Improving Parsoid tracing & debugging tools

From mediawiki.org

Project: Improving Parsoid Tracing & Debugging Tools[edit]

This project is an effort to streamline and enhance the Parsoid tracing and debugging tools. Objectives include…:

  • …eliminating duplicated or otherwise redundant code, …
  • …streamlining command-line options to make them easier to use, …
  • …making tracing/debugging output more readable and informative, …
  • …adding tracing & debugging for transformations that currently aren't supported, …
  • …and using a logging library such as bunyan to log and monitor the performance of production code.

Name & Contact Information[edit]

Name: Maria Pacana

Email: maria.pacana@gmail.com

IRC or IM networks/handle(s): mariapacana

Location: New York, NY (through 1/9/14); San Francisco, CA (1/10/14 onwards)

Typical working hours: 10 AM - 6 PM (in NY); 8 AM - 4 PM (in CA)

Deliverables[edit]

(See Subramanya Sastry's original description here.)

Project timeline: December 10, 2013 - March 10, 2014 (13 weeks)

12/10/13 - 12/31/13 (2 weeks):

  • Get to know the existing codebase; reach out to mentors & the Parsoid community
  • Remove duplicated code and outdated tracing/debugging options
  • Update the Parsoid/Debugging page to make it more accessible to new contributors

1/1/14 - 1/21/14 (2 weeks):

  • Improve the readability and usefulness of tracing output
    • Propose new output templates that are better structured and easier to understand
    • Make sure that tracing output contains enough information to debug problems
    • Make it possible to disambiguate between tracing output for different instances of a class

1/22/14 - 2/15/14 (4 weeks):

  • Make tracing & debugging setup and configuration consistent across the codebase
  • Add trace output for transformations that are currently missing them, e.g. QuoteTransformer, which converts wikitext-quote tokens to HTML <i> and <b> tags)

2/16/14 - 3/3/14 (3 weeks):

  • Incorporate bunyan or a similar library into production-level logging and performance monitoring

3/4/14 - 4/10/14 (1 week):

  • Thoroughly test and wrap up previous contributions
  • Update Parsoid documentation

About Me[edit]

I am a current student at Hacker School.

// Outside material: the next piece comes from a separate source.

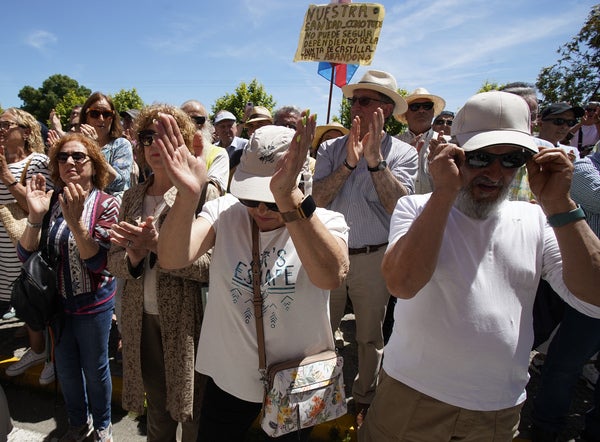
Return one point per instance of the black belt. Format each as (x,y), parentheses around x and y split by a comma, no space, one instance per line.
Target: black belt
(366,249)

I have a degree in electrical engineering from Yale University (2003), as well as an MBA from McGill University (2008). Previously, I spent five years working as a financial analyst and another three years as a Japanese-to-English translator. Being a financial analyst taught me how to present information in a meaningful way and being a translator taught me attention to detail. I returned to engineering because I love making things.

This April, I quit my job to attend Dev Bootcamp, where I learned Ruby, Javascript, jQuery, Rails, and Sinatra. At Hacker School, I'm continuing to build web applications in Sinatra and Node while exploring topics such as data abstraction, algorithms, functional programming, and concurrency with fellow batchmates.

Participation[edit]

I plan to be on the #mediawiki-parsoid channel during my working hours, which will be between 8 AM - 4 PM PST. I will primarily be asking for help on #mediawiki-parsoid, but will also email my mentors or the wikitech-l list if I need additional help or no one is present on IRC. Every week, I'll touch base with my mentors via email to set goals and update them on my progress. I also plan to write a weekly blog post to update the community on my progress.

Availability[edit]

(From OPW Application): Will you have any other time commitments, such as school work, another job, planned vacation, etc., between December 10, 2013 and March 10, 2014?

Aside from federal holidays (Christmas, New Year’s, etc.), I have no other significant commitments.

Past Open Source Experience[edit]

My microtask for Parsoid has just been merged in. This patch improves the setting of tracing flags during testing. For example, selser (the “selective serializer”) is an additional enhancement to Parsoid’s existing html-to-wikitext serializer. When the “selser” flag is enabled during testing, the “html2wt” flag should automatically be enabled. Previously, developers were required to use both flags during testing, but my patch makes it possible to just use the “selser” flag.

I'm otherwise new to the open source community, although nearly all the code I've ever written is available on my Github profile. I believe in MediaWiki's mission of making accessible the sum of all human knowledge, and I think that Parsoid will be a vital tool for enabling more individuals to contribute to WikiMedia.